From the first night back I knew I'd made the right decision, but I also knew that the road ahead was going to be tough. Starting over is much harder than starting. I have to be okay with the fact that I'm going to struggle for a long time. My endurance and conditioning are pretty much non-existent. The weights and reps that I can do are lower than they used to be. Everything is a little (okay a lot) more difficult than I remember it being. It's hard to know what you were capable of not so long ago and not being able to match the intensity that you used to have. I'm sure I'll get back there eventually, but it's going to be a slow climb.


Even though I'd only been back a few weeks, several months ago I had signed up for a CrossFit competition that was held last weekend in Raleigh and I decided to go ahead and still compete. I know how much competition fires me up and my hope was that it would help keep the ball rolling in a good direction as I worked on restarting my journey. I also knew a lot of friends from home were competing too and I was excited to see and compete with them.
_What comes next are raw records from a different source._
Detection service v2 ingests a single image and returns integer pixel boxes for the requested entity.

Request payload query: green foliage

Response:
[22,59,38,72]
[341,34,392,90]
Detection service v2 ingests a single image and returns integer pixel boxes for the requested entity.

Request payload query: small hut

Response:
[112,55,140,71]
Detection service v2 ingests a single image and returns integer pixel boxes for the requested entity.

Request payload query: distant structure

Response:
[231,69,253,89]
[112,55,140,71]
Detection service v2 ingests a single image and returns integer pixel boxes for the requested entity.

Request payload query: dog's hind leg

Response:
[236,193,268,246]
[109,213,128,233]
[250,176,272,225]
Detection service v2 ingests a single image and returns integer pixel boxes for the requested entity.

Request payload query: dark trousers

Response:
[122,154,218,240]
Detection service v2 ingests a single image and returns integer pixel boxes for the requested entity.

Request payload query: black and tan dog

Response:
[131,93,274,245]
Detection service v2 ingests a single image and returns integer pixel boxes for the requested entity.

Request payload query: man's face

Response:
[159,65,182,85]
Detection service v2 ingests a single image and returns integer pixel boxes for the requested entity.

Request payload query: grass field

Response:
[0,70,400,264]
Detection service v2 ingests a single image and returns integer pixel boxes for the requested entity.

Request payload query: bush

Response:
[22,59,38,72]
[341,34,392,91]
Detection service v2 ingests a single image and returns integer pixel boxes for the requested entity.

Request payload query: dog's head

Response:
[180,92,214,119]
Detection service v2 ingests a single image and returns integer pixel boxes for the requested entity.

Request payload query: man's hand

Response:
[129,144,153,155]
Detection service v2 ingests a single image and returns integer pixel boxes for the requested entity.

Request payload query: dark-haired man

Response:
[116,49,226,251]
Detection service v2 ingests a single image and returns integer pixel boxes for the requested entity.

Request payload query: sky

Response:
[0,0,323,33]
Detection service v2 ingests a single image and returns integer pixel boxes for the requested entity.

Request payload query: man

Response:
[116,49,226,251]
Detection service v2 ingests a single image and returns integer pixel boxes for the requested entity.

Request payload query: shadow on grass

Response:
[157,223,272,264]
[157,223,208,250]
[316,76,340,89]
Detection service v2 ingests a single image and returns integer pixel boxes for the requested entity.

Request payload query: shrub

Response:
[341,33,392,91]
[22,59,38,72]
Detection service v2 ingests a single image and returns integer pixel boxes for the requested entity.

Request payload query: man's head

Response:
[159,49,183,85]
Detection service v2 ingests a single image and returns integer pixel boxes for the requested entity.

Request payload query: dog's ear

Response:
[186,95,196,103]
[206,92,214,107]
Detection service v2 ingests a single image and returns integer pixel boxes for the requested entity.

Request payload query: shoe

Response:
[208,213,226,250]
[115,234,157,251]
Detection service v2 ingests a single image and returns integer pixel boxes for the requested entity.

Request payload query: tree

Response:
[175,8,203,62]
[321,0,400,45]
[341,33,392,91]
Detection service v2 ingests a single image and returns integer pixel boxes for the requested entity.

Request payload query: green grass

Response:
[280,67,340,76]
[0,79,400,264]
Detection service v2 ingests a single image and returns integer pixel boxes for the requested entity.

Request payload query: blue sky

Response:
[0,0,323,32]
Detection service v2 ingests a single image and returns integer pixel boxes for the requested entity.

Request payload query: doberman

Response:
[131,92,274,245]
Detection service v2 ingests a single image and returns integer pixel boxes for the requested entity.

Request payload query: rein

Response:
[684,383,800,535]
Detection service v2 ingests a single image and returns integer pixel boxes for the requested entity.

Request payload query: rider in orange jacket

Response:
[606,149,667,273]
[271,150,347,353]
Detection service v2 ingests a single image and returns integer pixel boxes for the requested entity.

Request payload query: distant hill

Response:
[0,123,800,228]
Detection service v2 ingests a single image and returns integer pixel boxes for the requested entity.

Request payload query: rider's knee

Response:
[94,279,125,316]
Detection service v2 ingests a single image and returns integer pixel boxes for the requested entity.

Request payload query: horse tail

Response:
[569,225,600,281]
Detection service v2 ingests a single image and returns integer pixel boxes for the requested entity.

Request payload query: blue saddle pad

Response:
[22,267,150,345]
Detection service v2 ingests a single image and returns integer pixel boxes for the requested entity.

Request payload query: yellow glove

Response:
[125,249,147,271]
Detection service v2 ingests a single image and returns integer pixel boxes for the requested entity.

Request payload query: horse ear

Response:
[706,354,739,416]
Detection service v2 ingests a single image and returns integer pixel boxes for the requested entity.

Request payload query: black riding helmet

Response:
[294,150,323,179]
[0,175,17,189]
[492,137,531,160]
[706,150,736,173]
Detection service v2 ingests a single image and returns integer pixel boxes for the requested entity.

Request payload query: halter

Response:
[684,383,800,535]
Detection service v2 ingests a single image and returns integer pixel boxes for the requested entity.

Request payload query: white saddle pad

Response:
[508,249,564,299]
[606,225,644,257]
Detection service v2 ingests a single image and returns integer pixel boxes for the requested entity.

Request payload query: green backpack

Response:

I was surprised at what I was able to accomplish and happy that I didn't come in last (10th out of 11), but the weekend ended with an interesting and difficult conversation that I hadn't quite expected. I ended up driving home confused and conflicted, with a lot on my mind. I'm still sorting out my thoughts and I'm still not sure how I feel about everything. I hope I'm able to put it all into words soon, but I do think this conversation may have given me useful insight that I'm going to need in the next few months. It was upsetting and hard to hear, but I'm grateful that it happened. Sometimes the medicine we most need is difficult to swallow.